Die Regierung hat ihren Kampf gegen den Ausbruch durch einen Wechsel des Premierministers vorangetrieben. Beamte arbeiten mit großen Unternehmen zusammen, um die Impfung des gesamten Personals so schnell wie möglich zu priorisieren. Und da dies die dritte große Sperrung in Malaysia ist, unterhalten Unternehmen im Land bestimmte Notfallbestände, um die Auswirkungen von Fabrikschließungen abzufedern, sagte Tan.

Dennoch sagte Infineon in einer Telefonkonferenz im August, dass die Produktionsengpässe in Malaysia den Umsatz im laufenden Quartal voraussichtlich weiterhin belasten werden. Vorstandsvorsitzender Reinhard Ploss sagte den Analysten, dass die Gesamtauswirkungen der Abschaltung im „hohen zweistelligen“ Millionen Euro Bereich liegen, obwohl das Unternehmen erwartet, dass die Werke in dem südostasiatischen Land noch in diesem Monat wieder mit normaler Kapazität laufen sollten.

STMicro hat kürzlich sein Montagewerk in Muar aufgrund der Pandemie eingestellt und den Betrieb nach 11 Tagen wieder aufgenommen, sagte CEO Jean-Marc Chery Ende Juli in einer Telefonkonferenz.

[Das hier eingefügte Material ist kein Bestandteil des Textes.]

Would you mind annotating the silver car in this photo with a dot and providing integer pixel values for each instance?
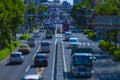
(16, 57)
(32, 77)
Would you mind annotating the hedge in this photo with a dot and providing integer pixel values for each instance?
(4, 53)
(8, 49)
(116, 55)
(92, 35)
(86, 31)
(111, 48)
(24, 36)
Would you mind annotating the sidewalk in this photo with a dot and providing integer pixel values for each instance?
(5, 61)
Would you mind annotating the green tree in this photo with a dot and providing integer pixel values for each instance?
(11, 15)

Der Vorfall wird laut Finanzvorstand Lorenzo Grandi die Fähigkeit des Unternehmens beeinträchtigen, die Kunden zu bedienen, wobei sowohl der Umsatz als auch die Bruttomarge im dritten Quartal beeinträchtigt werden.

Der europäische Peer NXP erwähnte in der jüngsten Telefonkonferenz Anfang August nichts über Malaysia, aber das Unternehmen betreibt dort auch einen Chipmontage- sowie einen Teststandort.

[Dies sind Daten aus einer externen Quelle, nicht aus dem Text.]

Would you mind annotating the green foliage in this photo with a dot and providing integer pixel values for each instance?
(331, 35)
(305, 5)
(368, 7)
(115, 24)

Die Lieferprobleme des Autosektors im Zusammenhang mit Malaysia beschränken sich aber nicht nur auf die Chips. Das Land ist auch ein wichtiger Produktionsstandort für mehrschichtige Keramikkondensatoren oder MLCCs, eine Komponente, die für eine Reihe von Produkten von Smartphones bis hin zu Autos benötigt wird. Das Forschungsunternehmen TrendForce sagte im Juli, dass Malaysias Politik zur Einschränkung der Personalbewegungen das Angebot an MLCC einschränken wird.

In den letzten Wochen warnten Nissan Motor Co und General Motors Co beide, dass sich der Komponentenmangel aufgrund der Sperrungen in Malaysia verschärft, da der japanische Autohersteller die Produktionslinien in seinem Werk in Smyrna, Tennessee, im August für zwei Wochen schloss.

Vor den Störungen in Malaysia und anderen Teilen Südostasiens wurde bereits prognostiziert, dass die Chipknappheit die Autofirmen allein in diesem Jahr mehr als 100 Milliarden US-Dollar an Produktionsausfällen kosten wird. Das Ausmaß des Schadens könnte letztlich davon abhängen, wie effektiv die Regierungen wie die Malaysias die weiteren Ausbrüche bekämpfen können.

Die IHS Analysten Mark Fulthorpe und Phil Amsrud sagten, dass Verpackungs- und Testvorgänge besonders anfällig für das Virus sind, da sie mehr Menschen benötigen als die Chipherstellung, ein weitgehend automatisierter Prozess.

„Da dies arbeitsintensiver ist als die Waferherstellungsprozesse, wird die Aktivität leichter durch die Maßnahmen der öffentlichen Gesundheit beeinflusst, die sich auf die Beteiligung der Belegschaft auswirken“, schrieben sie in einem kürzlich veröffentlichten Bericht.